Around 13% of all prisoners in Britain are foreign nationals
More foreign prisoners should be deported to help tackle prison overcrowding, the chairman of a House of Commons committee has said.
Tory MP Edward Leigh, head of the Public Accounts Committee, said it was "astonishing" 1,019 people were freed without deportation being considered.
The figures emerged in April, and Home Secretary Charles Clarke was sacked in a Cabinet reshuffle in May.
Prison numbers in England and Wales may top 80,000, the committee warned.
It was of the "highest importance" that the Home Office kept track of all of the 10,000-plus foreign prisoners and consider deporting them during or at the end of their sentence, said Mr Leigh.

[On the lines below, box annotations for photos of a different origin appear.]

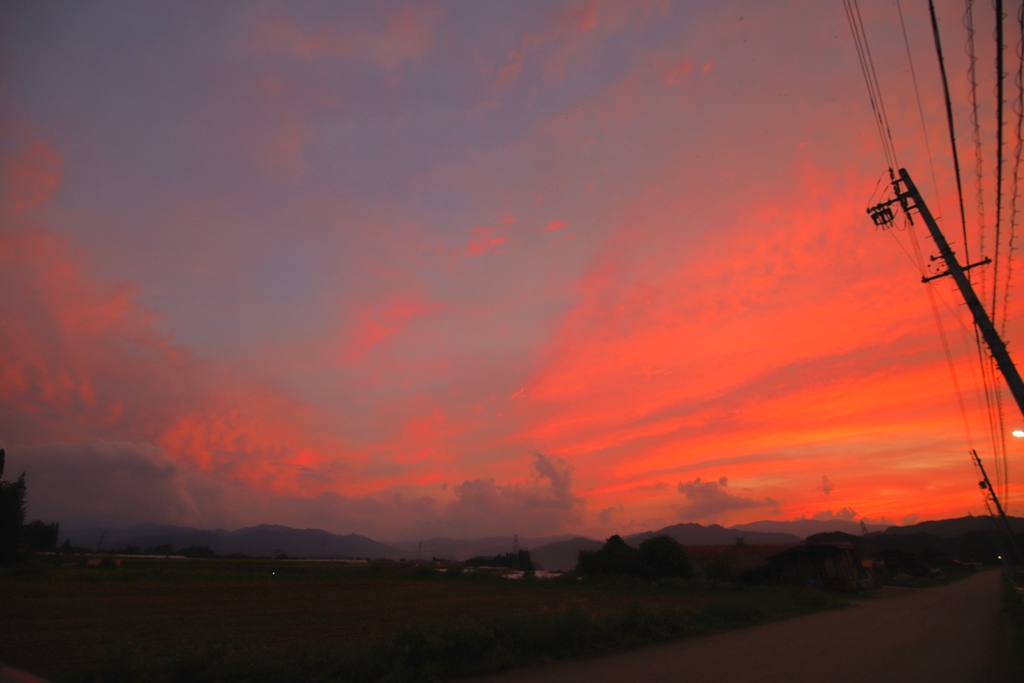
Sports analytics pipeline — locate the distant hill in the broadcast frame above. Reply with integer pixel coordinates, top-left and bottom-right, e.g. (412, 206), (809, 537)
(624, 523), (803, 546)
(60, 524), (403, 559)
(530, 537), (604, 571)
(61, 517), (1024, 569)
(729, 519), (886, 539)
(388, 533), (573, 564)
(886, 516), (1024, 539)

Overcrowding is undermining many key objectives of prisons, increasing tensions between staff and inmates, driving up suicide rates, providing a "fertile environment" for unrest and disrupting education and welfare programmes, he added.
The committee's report urged the National Offender Management Service (NOMS) to plan ahead for further increases in numbers.
The prison population in England and Wales rose above 77,000 last year.
The PAC said numbers could be cut by using electronic tagging to reduce the 13,000 people being held on remand before trial, as well as considering alternatives to prison for mentally-ill offenders and children.
Mr Leigh added: "Around 13% of all prisoners are foreign nationals.
"It is now of the highest importance that the Home Office knows exactly what foreign criminals it has under lock and key and what scope there is for deporting them - either during or at the end of their sentences."